Action eliminating DQN | RL Projects Lab

Department of Electrical Engineering

Control Robotics and Machine Learning Lab

Technion - Israel Institute of Technology

המעבדה לבקרה רובוטיקה ולמידה חישובית

Action eliminating DQN: exploration via confidence bounds

Background

Deep reinforcement learning (DRL) methods such as the Deep Q-Network (DQN) have achieved state-of-the-art results in a variety of challenging, high-dimensional domains.

One of the major problems in DRL is that the state and action spaces are large, and the task often becomes an exploration problem.

While DRL methods are new, RL is a well established field. There exist various algorithms in the tabular case which ensure proper exploration and convergence to the optimal solution. Such an algorithm is the Model-free AE Algorithm as proposed by Even-Dar et. al. (page 1095).

Recently Bellemare et. al. have proposed an improvement. Their method uses pseudo-counts to give additional intrinsic motivation for the agent to explore better.

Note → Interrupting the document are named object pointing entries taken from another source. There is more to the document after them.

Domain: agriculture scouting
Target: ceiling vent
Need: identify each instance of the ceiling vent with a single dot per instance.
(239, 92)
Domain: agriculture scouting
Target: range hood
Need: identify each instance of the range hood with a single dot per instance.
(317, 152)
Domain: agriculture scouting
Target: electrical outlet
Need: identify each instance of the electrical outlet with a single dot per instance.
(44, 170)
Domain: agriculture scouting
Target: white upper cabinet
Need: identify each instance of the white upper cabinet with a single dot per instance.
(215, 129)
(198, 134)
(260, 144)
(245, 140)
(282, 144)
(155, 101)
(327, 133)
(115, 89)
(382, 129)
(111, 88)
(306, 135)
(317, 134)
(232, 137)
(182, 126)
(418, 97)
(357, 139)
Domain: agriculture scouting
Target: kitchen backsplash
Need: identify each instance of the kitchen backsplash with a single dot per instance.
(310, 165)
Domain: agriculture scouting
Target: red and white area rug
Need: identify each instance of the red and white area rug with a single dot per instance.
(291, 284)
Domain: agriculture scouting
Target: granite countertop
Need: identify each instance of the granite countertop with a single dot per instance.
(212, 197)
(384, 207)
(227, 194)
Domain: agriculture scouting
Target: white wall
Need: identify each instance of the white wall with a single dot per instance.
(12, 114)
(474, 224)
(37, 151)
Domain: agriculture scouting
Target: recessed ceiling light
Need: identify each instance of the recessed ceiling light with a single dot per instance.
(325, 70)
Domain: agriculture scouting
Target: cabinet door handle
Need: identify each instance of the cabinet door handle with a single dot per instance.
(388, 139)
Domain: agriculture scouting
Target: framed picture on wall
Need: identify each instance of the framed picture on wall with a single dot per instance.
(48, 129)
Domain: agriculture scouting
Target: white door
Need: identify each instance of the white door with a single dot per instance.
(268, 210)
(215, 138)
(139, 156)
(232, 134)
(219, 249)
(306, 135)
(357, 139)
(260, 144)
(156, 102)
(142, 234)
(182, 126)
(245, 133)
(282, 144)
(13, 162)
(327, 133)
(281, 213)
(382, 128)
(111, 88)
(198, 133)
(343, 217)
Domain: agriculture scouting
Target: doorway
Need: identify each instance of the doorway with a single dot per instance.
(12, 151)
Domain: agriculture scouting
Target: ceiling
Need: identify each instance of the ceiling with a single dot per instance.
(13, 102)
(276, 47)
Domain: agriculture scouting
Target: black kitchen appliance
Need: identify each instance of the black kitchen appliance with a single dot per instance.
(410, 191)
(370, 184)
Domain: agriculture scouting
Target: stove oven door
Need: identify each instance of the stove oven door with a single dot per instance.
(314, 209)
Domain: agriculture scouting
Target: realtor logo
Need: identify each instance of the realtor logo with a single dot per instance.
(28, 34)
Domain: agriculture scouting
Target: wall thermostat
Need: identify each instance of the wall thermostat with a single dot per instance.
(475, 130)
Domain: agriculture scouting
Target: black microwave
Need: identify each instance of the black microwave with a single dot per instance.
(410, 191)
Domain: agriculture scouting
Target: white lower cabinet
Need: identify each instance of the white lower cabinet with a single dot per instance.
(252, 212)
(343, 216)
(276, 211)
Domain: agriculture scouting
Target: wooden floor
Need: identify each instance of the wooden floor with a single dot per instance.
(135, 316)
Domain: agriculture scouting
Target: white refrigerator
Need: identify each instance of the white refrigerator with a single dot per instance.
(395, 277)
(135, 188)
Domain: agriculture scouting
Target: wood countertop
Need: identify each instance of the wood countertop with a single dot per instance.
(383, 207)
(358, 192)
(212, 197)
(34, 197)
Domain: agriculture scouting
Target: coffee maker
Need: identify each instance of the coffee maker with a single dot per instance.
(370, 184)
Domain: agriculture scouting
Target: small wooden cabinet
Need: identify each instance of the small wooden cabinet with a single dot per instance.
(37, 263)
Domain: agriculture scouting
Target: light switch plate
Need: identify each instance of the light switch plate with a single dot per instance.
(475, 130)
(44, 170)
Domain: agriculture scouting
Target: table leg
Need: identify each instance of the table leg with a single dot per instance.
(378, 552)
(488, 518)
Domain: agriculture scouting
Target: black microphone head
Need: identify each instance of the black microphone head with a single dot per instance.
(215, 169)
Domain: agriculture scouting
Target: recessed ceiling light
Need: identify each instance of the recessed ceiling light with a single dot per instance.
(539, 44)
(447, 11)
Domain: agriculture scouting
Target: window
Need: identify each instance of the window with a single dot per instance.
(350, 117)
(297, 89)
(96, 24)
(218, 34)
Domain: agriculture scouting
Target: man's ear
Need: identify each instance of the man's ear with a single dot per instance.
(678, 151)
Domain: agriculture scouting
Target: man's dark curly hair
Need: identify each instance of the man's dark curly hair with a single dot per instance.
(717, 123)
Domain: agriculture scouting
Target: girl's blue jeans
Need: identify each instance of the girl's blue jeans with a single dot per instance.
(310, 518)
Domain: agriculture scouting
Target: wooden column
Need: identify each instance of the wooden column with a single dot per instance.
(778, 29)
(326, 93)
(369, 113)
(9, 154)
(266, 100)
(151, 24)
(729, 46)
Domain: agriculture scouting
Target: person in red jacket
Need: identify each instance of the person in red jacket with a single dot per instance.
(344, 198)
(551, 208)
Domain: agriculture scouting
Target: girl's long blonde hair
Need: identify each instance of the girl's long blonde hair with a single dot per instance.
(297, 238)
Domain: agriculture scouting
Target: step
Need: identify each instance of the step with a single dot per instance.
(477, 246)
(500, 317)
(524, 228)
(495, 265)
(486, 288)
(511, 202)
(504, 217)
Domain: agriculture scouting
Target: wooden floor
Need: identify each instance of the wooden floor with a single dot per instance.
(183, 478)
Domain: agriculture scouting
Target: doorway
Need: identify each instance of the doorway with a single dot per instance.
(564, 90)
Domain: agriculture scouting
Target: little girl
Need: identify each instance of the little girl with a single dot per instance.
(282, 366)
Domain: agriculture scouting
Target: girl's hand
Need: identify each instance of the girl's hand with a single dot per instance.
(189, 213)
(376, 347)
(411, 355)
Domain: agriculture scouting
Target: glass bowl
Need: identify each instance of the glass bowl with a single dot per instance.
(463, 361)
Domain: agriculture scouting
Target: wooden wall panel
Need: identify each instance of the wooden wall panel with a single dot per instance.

In this project you will combine the best of both worlds. By using the pseudo-counts method proposed by Bellemare et. al. you will implement the ‘Model-free AE Algorithm’ as a robust exploratory solution.

Project Goal

Implement the ‘Model-free AE Algorithm’ in a DRL agent such as the DQN.

Project steps

Understand the DQN framework.
Get a basic understanding of the ‘Model-free AE Algorithm’
Implement and test the algorithm on various domains.
Suggest and test your own ideas!

Required knowledge

Strong programming skills.
Any knowledge in DL and RL is an advantage.

Environment

Torch / TensorFlow / PyTorch

Comments and links

See the DQN paper by Google.
See this paper regarding various learning methods in the tabular case (including the Model-free AE Algorithm)
See these two papers [1, 2] regarding count based methods for improved exploration.